Wer um sich schaut, wird an dieser Erkenntnis nichts Überraschendes finden, höchstens hinzufügen, es müsse eher von der Dummdreistigkeit die Rede sein, so unverschämt machten sich die Talentlosen, die Speichellecker und Flachflieger breit. Ohne Skrupel bereichert sich jeder, wie er kann, macht sich lächerlich, um nur ins Fernsehen zu kommen, zahlt Claqueure, um Beifall zu ernten, lässt sich von windigen Finanzberatern übers Ohr hauen - ein immerwährender Jahrmarkt der Eitelkeiten. Da das Publikum, die Wählerschaft und das Volk überhaupt keinen Deut schlauer ist als die Mächtigen, erringt die Dämlichkeit Tag für Tag neue Erfolge.

Natürlich könnte man darüber verzweifeln. Man könnte aber auch der Methode des Erasmus von Rotterdam folgen und sich näher mit dem faszinierenden Phänomen "Dummheit" beschäftigen. Der schrieb 1509 (als erfolgreiche Ablenkung von Nierenschmerzen) sein zeitlos komisches Werk "Das Lob der Torheit" und damit einen Best- und Steadyseller: Seitdem es 1511 das erste Mal im Druck erschien, kam es allein zu Lebzeiten von Erasmus zu 36 weiteren Ausgaben, zu Übersetzungen ins Tschechische, Deutsche, Italienische, Englische, Niederländische, und noch fast fünfhundert Jahre später liest man mit höchstem Vergnügen in dem klarsichtigen Bändchen im praktischen und schönen Vademecum-Format der Manesse-Bibliothek. Erhellende Anmerkungen und ein kluges Nachwort sorgen dafür, die mythologischen, theologischen und zeitgenössischen Anspielungen besser zu verstehen, die zeitgemäße Übersetzung und der aktuelle Inhalt sprechen aber direkt zum heutigen Leser.

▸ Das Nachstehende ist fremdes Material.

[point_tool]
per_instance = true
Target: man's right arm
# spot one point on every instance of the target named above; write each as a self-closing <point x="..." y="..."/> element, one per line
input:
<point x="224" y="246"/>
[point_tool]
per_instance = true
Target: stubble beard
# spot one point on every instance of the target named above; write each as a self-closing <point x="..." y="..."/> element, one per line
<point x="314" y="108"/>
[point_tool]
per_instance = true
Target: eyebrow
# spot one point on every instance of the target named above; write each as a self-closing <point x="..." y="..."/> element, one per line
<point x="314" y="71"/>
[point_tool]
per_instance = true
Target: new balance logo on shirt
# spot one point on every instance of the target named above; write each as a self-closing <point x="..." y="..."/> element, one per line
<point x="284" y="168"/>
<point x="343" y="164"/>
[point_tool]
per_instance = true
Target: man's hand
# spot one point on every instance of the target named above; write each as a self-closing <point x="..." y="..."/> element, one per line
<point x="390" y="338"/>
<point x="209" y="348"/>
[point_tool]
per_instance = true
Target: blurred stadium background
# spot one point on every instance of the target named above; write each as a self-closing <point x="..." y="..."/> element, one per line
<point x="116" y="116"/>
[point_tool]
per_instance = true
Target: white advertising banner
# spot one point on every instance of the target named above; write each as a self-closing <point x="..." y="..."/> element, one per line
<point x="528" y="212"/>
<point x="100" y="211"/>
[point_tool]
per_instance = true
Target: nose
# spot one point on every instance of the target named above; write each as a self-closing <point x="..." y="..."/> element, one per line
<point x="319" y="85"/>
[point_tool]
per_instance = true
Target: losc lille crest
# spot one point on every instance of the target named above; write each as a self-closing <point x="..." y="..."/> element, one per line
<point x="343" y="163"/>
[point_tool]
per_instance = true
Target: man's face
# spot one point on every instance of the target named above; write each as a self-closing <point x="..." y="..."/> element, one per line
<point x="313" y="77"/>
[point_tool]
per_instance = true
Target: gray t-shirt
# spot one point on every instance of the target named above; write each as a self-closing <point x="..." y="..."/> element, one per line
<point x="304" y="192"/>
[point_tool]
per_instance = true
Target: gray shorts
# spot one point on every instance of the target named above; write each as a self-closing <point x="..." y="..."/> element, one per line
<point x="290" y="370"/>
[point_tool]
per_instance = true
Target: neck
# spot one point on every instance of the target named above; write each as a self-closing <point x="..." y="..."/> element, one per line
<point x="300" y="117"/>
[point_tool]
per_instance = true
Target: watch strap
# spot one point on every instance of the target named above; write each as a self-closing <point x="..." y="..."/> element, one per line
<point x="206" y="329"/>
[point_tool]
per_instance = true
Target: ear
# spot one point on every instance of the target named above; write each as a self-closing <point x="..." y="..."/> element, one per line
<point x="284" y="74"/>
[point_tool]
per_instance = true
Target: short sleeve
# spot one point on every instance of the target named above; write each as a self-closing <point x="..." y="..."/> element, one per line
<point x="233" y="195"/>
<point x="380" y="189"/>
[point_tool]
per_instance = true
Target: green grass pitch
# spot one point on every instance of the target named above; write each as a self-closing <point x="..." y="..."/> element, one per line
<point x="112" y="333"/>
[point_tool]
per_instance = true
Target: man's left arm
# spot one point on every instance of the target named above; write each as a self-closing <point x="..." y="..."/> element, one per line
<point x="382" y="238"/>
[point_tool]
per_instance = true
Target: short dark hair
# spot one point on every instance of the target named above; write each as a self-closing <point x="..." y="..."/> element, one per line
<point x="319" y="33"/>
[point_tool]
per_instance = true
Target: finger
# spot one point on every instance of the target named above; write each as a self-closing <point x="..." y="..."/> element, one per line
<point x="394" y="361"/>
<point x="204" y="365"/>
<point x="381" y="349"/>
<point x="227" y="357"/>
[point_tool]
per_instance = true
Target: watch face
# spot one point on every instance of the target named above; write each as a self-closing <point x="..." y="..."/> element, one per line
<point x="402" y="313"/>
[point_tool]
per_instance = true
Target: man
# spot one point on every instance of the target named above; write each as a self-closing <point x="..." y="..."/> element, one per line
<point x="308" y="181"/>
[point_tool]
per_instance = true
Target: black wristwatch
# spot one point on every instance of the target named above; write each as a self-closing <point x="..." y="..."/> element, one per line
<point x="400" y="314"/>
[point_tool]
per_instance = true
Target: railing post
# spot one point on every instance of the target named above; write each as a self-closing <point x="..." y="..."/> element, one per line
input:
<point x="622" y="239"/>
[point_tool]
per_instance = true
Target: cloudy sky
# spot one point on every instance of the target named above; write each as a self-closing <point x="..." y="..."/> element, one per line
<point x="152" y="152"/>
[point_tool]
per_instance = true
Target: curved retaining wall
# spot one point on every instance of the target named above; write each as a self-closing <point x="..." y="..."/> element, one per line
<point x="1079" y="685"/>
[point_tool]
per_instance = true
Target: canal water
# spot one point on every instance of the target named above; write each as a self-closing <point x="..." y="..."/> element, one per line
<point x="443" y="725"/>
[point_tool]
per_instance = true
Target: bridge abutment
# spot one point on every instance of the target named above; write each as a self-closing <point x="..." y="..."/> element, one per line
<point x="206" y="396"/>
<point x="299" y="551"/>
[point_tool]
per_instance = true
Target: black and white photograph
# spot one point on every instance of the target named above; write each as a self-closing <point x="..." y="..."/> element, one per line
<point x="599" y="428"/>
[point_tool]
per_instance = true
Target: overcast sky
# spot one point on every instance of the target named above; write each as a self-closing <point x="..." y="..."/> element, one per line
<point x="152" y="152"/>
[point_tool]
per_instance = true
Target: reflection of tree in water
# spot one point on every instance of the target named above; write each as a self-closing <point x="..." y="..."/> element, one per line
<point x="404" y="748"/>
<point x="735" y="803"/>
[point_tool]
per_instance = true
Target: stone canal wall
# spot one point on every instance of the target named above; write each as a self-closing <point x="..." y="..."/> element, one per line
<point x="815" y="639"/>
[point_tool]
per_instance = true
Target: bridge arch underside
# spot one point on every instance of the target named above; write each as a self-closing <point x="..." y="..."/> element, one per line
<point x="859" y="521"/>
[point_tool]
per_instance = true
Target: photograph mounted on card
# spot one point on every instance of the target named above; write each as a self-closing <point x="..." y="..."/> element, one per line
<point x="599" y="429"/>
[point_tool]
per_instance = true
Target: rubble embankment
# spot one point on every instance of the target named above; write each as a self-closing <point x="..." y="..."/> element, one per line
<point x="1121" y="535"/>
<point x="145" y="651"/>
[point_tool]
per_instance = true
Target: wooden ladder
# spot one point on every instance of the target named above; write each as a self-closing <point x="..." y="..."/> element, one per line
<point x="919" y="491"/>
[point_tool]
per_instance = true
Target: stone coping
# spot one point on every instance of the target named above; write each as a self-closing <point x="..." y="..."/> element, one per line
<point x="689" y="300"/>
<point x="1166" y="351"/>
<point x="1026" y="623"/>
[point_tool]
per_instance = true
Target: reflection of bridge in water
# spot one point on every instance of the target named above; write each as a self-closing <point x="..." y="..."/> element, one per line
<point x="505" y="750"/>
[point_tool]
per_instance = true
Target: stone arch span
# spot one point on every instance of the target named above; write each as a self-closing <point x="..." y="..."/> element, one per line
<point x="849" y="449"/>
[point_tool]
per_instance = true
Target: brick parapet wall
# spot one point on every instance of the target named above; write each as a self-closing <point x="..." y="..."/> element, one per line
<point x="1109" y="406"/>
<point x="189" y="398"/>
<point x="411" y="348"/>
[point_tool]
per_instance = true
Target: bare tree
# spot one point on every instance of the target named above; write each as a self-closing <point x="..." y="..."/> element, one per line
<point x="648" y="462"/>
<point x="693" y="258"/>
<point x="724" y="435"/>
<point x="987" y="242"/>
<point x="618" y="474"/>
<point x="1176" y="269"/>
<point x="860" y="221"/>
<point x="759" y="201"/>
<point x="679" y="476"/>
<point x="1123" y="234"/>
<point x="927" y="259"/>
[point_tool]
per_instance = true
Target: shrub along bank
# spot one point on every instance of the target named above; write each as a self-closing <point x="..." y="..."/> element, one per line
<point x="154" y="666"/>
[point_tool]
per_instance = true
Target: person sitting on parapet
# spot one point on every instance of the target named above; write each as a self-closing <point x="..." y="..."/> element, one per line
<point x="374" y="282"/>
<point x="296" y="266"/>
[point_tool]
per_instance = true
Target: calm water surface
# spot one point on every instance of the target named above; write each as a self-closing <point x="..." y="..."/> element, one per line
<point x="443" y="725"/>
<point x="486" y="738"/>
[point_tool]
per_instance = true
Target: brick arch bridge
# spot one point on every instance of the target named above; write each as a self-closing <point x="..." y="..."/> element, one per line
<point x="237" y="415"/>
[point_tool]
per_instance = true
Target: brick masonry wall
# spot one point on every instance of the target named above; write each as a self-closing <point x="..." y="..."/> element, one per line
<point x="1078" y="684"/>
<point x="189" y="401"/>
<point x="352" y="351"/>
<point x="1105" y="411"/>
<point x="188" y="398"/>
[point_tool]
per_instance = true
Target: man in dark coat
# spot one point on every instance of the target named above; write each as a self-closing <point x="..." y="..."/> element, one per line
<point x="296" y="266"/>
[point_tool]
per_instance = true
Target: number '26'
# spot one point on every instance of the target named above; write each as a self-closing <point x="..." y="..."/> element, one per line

Wenn die Tölpel auf den Thronen, die geilen Priester, korrupte Bürger, betrügerische Kaufleute, maßlose Baulöwen kritisiert werden, fehlt es im Jahre 2002 nicht an direkten Entsprechungen; in Köln, Berlin, Rom und anderswo. Wenn die Eitelkeit der Schriftsteller und Künstler insgesamt als Ausfluss der Dummheit geschildert wird, fallen einem sofort passende Beispiele ein: "Je hirnverbrannter etwas ist, desto mehr Bewunderer findet es, wie ja der ärgste Mist immer auf den Beifall fast aller zählen kann, ist doch die große Mehrzahl der Menschen, wie ich schon sagte, der Torheit verfallen. Wenn also das seelische Wohlbefinden und die Bewunderung der Masse mit zunehmender Stümperhaftigkeit steigen, wozu sollte da einer echte Bildung vorziehen, die erstens viel kostet, zweitens recht überspannt und menschenscheu macht und schließlich nicht halb so gut ankommt?"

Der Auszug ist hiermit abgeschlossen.